The U.S. Food and Drug Administration (FDA) has approved idursulfase (Elaprase) as the first drug therapy for Hunter syndrome (also known as mucopolysaccharidosis type 2), a rare, X-linked recessive disorder in which the body does not produce enough iduronate-2-sulfatase, an enzyme needed to break down complex sugars produced in the body. The disorder is diagnosed in one in 65,000 to 132,000 children. The juvenile form (early-onset and severe) of Hunter syndrome becomes apparent as children reach one to three years of age and results in severe mental retardation, aggressive behavior, spasticity, progressive growth delay, and respiratory and cardiac problems. The late-onset form (diagnosed after the age of 10) has a slower disease progression, with mild or no mental deficiency. Symptoms of both forms include large skull, coarse facial features, progressive deafness, joint stiffness, and enlargement of the liver and spleen. Life expectancy is 10 to 20 years (early-onset form) and 20 to 60 years (late-onset form).

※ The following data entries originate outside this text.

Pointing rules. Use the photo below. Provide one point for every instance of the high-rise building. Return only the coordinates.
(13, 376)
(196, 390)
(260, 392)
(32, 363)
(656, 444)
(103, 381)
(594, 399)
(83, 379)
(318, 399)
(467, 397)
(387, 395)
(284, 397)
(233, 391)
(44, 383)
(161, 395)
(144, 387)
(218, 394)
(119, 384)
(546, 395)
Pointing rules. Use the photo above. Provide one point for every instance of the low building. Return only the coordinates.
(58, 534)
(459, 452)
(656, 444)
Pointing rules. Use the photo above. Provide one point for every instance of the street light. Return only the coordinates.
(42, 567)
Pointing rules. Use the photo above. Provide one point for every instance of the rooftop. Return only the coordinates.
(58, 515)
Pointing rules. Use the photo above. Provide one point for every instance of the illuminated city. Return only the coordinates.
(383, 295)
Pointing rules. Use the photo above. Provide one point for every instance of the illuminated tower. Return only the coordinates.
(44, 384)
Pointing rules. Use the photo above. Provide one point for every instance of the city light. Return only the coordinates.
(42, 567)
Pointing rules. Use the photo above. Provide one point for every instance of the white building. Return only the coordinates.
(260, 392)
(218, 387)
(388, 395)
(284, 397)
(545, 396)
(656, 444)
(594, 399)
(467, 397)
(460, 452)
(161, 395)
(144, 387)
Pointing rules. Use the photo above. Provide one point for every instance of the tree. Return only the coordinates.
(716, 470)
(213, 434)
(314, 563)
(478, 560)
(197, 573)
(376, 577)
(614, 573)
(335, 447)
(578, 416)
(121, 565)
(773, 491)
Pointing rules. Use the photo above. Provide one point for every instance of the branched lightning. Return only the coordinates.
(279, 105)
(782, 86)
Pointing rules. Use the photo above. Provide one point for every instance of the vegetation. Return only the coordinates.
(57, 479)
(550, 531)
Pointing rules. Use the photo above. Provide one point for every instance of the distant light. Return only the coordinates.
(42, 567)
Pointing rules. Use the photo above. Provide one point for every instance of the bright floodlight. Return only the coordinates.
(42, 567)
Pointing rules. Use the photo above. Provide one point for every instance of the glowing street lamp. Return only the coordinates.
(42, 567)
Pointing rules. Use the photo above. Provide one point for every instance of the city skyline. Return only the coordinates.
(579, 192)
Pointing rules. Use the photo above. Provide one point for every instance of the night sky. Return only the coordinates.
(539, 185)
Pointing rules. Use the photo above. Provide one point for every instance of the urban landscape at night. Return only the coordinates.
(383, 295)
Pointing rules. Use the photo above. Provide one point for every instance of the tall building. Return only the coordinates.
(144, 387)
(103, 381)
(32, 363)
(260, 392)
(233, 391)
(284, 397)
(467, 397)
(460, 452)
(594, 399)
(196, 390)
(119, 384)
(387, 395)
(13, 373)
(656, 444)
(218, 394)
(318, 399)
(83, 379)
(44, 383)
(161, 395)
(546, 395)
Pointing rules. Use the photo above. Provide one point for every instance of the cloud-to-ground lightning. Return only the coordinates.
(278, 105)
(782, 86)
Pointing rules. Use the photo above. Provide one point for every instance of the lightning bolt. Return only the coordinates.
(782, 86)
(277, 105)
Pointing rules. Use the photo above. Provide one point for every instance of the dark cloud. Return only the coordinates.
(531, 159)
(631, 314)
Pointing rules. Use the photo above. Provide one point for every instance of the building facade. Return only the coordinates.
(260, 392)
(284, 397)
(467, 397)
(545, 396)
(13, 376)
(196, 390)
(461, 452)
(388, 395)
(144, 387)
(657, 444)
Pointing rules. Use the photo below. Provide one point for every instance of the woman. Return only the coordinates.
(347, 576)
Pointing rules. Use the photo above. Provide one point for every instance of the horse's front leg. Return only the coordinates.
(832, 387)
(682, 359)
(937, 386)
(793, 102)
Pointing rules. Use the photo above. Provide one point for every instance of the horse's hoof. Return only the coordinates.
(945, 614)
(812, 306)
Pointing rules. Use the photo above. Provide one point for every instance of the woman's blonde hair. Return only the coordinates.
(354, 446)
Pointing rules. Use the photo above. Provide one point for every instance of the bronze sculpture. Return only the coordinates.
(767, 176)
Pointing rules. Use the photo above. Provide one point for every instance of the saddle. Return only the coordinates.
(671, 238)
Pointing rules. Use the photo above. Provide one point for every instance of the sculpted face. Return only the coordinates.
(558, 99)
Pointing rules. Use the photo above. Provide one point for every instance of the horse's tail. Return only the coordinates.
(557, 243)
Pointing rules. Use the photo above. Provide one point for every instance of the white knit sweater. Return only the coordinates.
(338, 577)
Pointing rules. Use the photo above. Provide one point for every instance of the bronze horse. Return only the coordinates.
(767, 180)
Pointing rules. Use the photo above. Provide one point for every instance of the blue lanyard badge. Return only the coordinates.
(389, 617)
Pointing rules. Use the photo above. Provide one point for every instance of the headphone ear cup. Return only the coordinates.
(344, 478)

Idursulfase, an enzyme replacement therapy, is a purified form of human iduronate-2-sulfatase produced by recombinant DNA technology to help break down complex sugars and prevent their buildup in the body. Patients who received a weekly IV infusion of idursulfase in a 53-week clinical trial walked significantly farther in six minutes than did patients who received a placebo. In addition, sustained reduction in liver and spleen size were noted in patients receiving idursulfase but not in those receiving placebo.


Anaphylactic reactions, which may be life threatening, have been observed in some patients during idursulfase infusions. The most serious adverse events reported during the clinical trial were hypersensitivity reactions including respiratory distress, hypoxia, hypotension, angioedema, and seizure. The most frequent were hypoxic episodes. Notable serious adverse reactions included one case each of cardiac arrhythmia, pulmonary embolism, cyanosis, respiratory failure, infection, and arthralgia. Other reported adverse effects included fever, headache, cutaneous reactions (rash, pruritus, erythema, urticaria), and hypertension, the frequency of which decreased with continued use.


Because of the potential for severe hypersensitivity reactions, the drug should be administered where the patient can be monitored closely and emergency equipment is available. Patients who have severe hypersensitivity reactions can continue treatment with idursulfase if they are treated either beforehand or concurrently with corticosteroids or antihistamines or both. In addition, the infusion rate should be slowed.


The cost of treatment with idursulfase is estimated at $300,000 per patient per year, making it one of the most expensive drugs on the market.


Because no longer-term trials with idursulfase have yet been conducted, a registry, the Hunter Outcome Survey, has been set up to monitor the drug's long-term effects and to gain additional information on Hunter syndrome. Registration is voluntary; patients and physicians are encouraged to participate. Information about the Hunter Outcome Survey is available at or by calling OnePath at (866) 888-0660.


U.S. Food and Drug Administration. FDA news: FDA approves first treatment for Hunter syndrome. 2006 Jul 24.; Shire Human Genetic Therapies Inc. [Prescribing information]: Elaprase (idursulfase) solution for intravenous infusion. 2006 Jul.